Author of several books on this subject, he is currently dedicated to writing and giving talks on minimalism as a full-time job.
According to her experience, a year without superfluous purchases brings many benefits, among which are: saving money, reducing your carbon footprint, eliminating compulsive purchases and having more time for the things that really are important in your life.
The 4 steps
The question that many ask is how it can be achieved. These are the steps Becker proposes, in his own words:
1. Set your goal for the year without purchases
As with minimalism, the reasons for consuming less and owning less are different for each person.
The first thing is to set your own goal and ask yourself why you are deciding it. Is it to save, to show yourself that you can meet a goal, to pollute less?
No matter what the reason is, the important thing is to be clear about it.
2. Set your rules
Although it’s called the “no-buy” challenge, that doesn’t mean you can’t buy anything.
It is more about what you want to stop buying.
To set the rules, it is best to write a list with the things that you can buy and another with what you don’t want to buy.
3. Get ready
When you are clear about your goal and your rules, there are certain things you can do to prepare.

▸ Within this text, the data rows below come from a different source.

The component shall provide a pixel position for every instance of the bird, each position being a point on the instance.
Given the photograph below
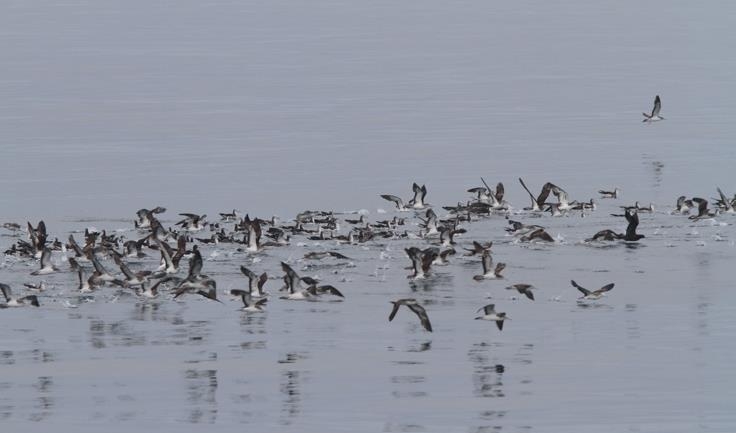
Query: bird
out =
(319, 255)
(537, 235)
(609, 194)
(413, 306)
(478, 248)
(683, 205)
(489, 313)
(539, 201)
(192, 222)
(703, 211)
(592, 295)
(633, 218)
(524, 289)
(255, 282)
(488, 272)
(46, 266)
(655, 111)
(293, 284)
(249, 304)
(397, 201)
(420, 193)
(11, 301)
(724, 203)
(421, 261)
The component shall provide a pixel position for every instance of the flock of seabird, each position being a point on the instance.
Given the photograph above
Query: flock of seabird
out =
(256, 236)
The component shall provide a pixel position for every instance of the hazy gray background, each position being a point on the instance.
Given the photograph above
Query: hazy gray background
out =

For example, make a list of the things you usually buy and see how well they respect or don’t respect your new rules.
Also think about how you will use your time, since one of the benefits of a year without buying is that you will have more free time.
And if you don’t have plans, it’s easier to fall back into old consumer habits.
4. Start small with a “month without buying”
You don’t have to commit to 365 days in one go. Like any other new habit, it is best to move forward step by step.
For that, a recommendation is to start with a month without buying and implement a longer period of time when you already know what it is about.
Becker cautions that If you fail along the way, don’t give up. You can try again as many times as you want. The important thing, he says, is to analyze why it happened and better prepare for the next time.
Just as Becker promotes minimalism as a lifestyle, others promote similar concepts, but under different names.
“Buy Nothing Project”
There is an international movement called Buy Nothing Project (“Project to buy nothing”), which began in the United States in July 2013 when two friends, Rebeca Rockefeller and Liesl Clark, created a small group on Bainbridge Island, Washington, where people exchanged things without using money.
A practice that is part of the call gift economy (“Gift economy” or “free economy”).
The idea quickly spread through Facebook and groups organized according to geographic areas began to emerge with the support of volunteers.
According to the founders – who this year published the book “The Buy Nothing, Get Everything Plan” -, the movement has 1,5 million participants in 31 countries distributed in 4,650 groups that have the support of nearly 10,000 volunteers.
How does the project work? People post in the group the things they want to give or lend to their neighbors and ask for things they would like to receive. Thus, the useful life of the products is extended, polluting the planet less.
People exchange things so different that they range from furniture, clothes or appliances, to freshly prepared food, merchandise, or even trips in the same car.
“They don’t just share things. Neighbors get to know each other and build relationships of trust, “documentary maker and co-founder of the movement Liesl Clark tells BBC Mundo.
Asked what kinds of things he regularly buys, Clark says he only buys essential things like food and sometimes cleaning supplies because of the COVID-19 pandemic.
“If it weren’t for the pandemic, I would make my own cleaning products,” he explains.
Since you don’t like to buy, the idea of “buying nothing” has become a lifestyle.
“I don’t need to buy clothes or household items, because everything comes to me for free.”